# Sleep and Dreams > General Dream Discussion >  >  i just had a dream that felt like it lasted 2 days

## wwe101

It was crazy.  I'm not sure if it was two seprate dreams or just one.  Why does dream time seem so long sometimes...

----------


## yuriythebest

amazing! can you write it down- at least partially? I didn't have such long dreams (yet) but definitely had some pretty wacky (time-wise) dreams

oh and congratulations and I wish you many more such dreams (after some recovery time, that is  :smiley:  )

----------


## wwe101

thanks.  and i dont want to bore u with  it.  it made no sense at all.

it started with me and my freinds playing a video game then it went into a murder mystery  then i was out of school at walking home when i saw my teacher and we talked then i had to take these two kids home  then one of the kids wouldnt give me the driving wheel then we crashed and the dream just went on and on. ::D: 

ohh and nice to see you again yuri!

----------


## BigFan

> It was crazy.  I'm not sure if it was two seprate dreams or just one.  Why does dream time seem so long sometimes...

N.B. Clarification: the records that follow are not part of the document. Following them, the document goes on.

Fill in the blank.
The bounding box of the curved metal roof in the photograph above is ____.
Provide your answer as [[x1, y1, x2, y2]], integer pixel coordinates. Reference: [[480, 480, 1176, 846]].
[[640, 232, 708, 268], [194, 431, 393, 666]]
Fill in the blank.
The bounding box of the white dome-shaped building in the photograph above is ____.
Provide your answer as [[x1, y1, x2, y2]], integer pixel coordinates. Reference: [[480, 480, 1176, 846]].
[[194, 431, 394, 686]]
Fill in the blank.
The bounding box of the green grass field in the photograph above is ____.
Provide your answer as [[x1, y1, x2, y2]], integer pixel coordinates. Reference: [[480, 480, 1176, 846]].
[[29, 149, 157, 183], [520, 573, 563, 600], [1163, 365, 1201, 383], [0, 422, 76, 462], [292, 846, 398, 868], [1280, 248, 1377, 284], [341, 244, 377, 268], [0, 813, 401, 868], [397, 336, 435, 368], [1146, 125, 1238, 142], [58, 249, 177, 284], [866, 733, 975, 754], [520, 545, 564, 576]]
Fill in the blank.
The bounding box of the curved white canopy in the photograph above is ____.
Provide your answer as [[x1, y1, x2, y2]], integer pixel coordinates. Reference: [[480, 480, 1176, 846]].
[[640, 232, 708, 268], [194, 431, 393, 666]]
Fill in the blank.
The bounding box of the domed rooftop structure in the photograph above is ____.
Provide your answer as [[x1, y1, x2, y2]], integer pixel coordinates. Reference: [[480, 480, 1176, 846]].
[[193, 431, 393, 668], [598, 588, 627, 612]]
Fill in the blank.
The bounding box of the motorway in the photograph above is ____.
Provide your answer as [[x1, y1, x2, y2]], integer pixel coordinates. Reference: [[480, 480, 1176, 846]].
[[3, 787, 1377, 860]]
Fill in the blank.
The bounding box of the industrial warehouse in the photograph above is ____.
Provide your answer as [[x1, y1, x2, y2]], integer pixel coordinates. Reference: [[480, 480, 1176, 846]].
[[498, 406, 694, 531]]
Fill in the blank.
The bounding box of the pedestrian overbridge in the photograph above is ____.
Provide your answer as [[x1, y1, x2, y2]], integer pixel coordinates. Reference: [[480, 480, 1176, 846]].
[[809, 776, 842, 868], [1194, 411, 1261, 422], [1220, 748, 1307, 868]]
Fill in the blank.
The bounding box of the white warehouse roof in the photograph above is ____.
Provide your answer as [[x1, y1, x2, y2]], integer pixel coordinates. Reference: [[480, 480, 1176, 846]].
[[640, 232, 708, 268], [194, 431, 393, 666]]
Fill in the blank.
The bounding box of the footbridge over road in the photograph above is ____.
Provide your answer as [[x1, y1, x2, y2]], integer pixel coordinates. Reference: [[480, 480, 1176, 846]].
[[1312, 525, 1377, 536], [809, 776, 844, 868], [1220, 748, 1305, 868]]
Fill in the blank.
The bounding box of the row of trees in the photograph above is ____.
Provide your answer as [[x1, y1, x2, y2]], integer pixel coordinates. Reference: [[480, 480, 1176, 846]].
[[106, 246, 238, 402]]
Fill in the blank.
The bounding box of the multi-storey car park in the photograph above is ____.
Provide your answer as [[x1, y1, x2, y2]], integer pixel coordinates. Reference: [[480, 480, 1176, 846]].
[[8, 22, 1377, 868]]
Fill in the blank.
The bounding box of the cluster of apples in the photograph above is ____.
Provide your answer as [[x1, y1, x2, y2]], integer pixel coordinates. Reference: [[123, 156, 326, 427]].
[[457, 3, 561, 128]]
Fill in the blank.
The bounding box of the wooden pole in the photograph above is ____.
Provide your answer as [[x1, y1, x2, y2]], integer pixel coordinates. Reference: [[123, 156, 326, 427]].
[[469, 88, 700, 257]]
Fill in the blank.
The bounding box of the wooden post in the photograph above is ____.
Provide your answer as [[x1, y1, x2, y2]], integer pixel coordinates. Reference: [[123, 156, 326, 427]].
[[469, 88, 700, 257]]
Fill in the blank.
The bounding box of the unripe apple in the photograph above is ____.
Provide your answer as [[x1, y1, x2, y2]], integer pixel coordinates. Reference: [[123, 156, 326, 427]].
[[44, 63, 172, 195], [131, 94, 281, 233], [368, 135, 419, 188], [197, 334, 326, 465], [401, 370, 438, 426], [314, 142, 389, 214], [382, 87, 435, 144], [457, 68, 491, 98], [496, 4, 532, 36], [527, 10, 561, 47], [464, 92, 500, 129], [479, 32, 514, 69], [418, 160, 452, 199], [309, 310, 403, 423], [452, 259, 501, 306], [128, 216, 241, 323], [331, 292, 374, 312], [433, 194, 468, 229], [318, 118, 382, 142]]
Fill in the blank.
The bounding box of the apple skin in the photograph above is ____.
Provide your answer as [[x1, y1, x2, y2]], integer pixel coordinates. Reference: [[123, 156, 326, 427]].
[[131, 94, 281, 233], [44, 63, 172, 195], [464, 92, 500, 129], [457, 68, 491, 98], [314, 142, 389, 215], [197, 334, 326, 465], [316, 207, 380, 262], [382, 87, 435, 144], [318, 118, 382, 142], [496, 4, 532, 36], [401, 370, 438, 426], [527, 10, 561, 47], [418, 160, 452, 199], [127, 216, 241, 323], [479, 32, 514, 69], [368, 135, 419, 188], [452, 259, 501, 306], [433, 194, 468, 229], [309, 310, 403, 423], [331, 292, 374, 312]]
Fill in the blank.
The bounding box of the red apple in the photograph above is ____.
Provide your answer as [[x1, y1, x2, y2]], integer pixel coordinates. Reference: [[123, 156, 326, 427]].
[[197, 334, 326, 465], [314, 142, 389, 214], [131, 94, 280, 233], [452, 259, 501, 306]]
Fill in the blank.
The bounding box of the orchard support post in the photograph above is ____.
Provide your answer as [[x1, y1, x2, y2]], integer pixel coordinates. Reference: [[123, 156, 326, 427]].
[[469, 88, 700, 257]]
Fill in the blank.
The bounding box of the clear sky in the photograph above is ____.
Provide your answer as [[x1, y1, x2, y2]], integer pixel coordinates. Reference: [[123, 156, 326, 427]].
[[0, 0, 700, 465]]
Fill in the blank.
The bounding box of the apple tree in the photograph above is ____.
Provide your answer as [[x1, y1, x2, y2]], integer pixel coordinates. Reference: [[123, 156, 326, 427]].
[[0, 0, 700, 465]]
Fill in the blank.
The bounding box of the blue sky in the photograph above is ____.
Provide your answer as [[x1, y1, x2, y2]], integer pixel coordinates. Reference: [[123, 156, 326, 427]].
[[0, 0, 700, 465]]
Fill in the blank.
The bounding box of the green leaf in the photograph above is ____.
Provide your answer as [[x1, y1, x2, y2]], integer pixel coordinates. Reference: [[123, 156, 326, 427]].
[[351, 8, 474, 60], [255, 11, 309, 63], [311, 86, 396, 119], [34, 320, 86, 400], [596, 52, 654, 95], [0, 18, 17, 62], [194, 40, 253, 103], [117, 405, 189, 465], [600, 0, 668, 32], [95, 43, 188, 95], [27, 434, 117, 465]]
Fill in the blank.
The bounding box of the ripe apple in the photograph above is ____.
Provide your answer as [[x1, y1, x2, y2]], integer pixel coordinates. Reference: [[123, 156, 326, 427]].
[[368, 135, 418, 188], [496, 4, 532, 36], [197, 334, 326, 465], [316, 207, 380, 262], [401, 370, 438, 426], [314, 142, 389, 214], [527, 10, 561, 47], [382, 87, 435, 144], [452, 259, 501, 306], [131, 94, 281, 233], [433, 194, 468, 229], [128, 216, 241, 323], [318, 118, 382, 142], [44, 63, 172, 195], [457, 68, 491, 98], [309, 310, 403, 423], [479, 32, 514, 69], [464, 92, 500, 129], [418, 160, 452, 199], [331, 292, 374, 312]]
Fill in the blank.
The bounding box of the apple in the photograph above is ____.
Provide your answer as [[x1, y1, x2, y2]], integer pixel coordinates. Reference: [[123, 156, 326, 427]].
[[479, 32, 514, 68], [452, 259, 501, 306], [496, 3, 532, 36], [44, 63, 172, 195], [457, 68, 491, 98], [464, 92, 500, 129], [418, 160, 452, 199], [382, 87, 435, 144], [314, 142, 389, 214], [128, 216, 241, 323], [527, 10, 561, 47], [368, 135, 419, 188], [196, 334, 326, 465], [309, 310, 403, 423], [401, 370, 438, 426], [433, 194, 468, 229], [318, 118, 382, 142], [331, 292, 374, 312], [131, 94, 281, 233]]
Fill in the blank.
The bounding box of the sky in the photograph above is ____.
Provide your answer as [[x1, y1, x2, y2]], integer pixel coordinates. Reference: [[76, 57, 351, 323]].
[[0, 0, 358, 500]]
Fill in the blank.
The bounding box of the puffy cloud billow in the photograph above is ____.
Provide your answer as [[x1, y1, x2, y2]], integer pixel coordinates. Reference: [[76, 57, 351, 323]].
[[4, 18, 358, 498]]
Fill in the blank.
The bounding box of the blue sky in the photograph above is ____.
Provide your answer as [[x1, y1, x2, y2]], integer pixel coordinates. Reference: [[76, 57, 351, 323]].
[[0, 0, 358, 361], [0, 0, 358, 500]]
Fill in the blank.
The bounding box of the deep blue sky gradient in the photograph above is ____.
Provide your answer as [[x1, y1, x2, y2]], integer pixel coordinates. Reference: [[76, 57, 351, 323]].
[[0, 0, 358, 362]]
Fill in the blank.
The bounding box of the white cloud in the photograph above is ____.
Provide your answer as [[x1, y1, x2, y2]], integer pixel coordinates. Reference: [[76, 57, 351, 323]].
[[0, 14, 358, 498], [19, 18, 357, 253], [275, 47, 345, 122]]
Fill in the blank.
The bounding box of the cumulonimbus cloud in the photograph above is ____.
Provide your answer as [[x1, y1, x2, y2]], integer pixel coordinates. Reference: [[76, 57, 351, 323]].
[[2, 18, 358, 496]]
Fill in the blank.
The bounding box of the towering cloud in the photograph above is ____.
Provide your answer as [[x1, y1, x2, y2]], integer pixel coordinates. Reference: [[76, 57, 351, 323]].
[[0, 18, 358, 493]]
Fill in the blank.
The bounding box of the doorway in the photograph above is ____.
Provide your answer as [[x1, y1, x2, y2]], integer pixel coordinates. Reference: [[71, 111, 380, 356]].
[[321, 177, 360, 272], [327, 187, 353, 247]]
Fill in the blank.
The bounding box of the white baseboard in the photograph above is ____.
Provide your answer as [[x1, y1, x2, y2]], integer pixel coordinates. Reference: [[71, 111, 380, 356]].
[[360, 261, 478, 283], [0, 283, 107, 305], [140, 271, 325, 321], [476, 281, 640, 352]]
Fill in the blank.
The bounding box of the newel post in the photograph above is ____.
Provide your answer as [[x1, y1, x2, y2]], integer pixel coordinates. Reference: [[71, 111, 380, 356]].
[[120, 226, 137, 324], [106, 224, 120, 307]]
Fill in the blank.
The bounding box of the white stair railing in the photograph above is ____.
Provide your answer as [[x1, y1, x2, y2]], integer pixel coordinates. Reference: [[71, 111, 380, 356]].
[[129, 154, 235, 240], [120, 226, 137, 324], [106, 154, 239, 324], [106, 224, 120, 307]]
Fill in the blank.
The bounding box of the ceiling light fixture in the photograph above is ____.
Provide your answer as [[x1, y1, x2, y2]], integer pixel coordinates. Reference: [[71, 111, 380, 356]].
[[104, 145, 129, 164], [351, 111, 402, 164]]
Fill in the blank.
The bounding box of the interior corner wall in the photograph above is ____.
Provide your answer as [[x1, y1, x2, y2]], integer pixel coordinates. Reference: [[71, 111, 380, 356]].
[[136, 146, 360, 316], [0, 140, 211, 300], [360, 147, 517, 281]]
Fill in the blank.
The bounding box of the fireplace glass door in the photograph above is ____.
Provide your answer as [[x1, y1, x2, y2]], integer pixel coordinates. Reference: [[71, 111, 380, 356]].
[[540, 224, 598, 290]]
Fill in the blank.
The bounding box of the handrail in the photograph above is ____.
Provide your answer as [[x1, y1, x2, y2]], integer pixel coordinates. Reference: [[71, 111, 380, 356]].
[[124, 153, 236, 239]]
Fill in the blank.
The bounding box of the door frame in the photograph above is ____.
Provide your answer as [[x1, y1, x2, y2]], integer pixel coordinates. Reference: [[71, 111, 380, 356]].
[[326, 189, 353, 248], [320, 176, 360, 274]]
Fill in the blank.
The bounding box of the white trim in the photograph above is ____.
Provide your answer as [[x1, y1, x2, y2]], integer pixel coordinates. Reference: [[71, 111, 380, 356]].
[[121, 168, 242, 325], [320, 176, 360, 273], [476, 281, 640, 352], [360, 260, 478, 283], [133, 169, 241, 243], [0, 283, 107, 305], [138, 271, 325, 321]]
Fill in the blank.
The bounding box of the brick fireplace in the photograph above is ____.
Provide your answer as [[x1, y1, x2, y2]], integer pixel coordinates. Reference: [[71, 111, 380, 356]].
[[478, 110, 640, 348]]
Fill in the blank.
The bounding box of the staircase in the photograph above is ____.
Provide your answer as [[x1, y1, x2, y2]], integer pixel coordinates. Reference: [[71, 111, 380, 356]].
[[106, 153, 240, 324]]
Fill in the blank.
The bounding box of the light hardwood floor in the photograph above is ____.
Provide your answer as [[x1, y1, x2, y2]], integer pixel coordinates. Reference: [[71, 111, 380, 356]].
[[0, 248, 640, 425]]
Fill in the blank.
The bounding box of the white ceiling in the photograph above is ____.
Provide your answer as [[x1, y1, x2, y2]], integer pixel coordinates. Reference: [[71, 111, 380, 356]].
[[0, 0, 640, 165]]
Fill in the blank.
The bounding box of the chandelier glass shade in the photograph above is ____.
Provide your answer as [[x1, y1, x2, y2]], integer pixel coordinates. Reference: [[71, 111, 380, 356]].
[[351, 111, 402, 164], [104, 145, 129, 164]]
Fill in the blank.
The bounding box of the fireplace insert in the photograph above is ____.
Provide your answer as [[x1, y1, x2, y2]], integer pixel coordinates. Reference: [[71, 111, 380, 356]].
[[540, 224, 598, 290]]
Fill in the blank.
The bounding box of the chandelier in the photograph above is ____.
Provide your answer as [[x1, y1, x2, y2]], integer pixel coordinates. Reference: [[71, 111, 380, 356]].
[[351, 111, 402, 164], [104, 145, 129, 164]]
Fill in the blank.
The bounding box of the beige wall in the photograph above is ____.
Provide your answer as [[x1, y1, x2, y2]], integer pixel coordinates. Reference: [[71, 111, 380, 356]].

Well, according to Stephen LaBerge's books, when they measured dream time and compared it to Real Life time, they were within a second or two difference, so, the conclusion was that dream time is almost equal to real life time. Also, his explanation for these long dreams is that of time skip where it's similar to when you go to sleep at midnight and then wake up at 8 in the morning, so, in the dream something happens, time skips, something happens again, time skips, etc....  :smiley:  Hope that explains it. I've never had any of those dreams, but, they sound fun  :smiley:

----------


## Matt5678

One of my favorite prolonged dreams is when i felt as if i was in a dream for months.

It was really just 4-5 seperate dreams that i had in the same night. But I felt as if each new dream was a few weeks later than the previous

It rarely happens for me but when it does its quite fun

----------


## Artellus

I had a really odd dream like this too! It was a possible lucid considering one of the characters in the dream told me I was dreaming near the middle (too bad I didn't know about lucid dreams at the time). Anyway, I was punished for no reason by this mysterious emperor guy and had to spend 14 years in an old Egyptian-like settlement. The dream was about my 14 years in this place, and it did feel like a *long* time.

----------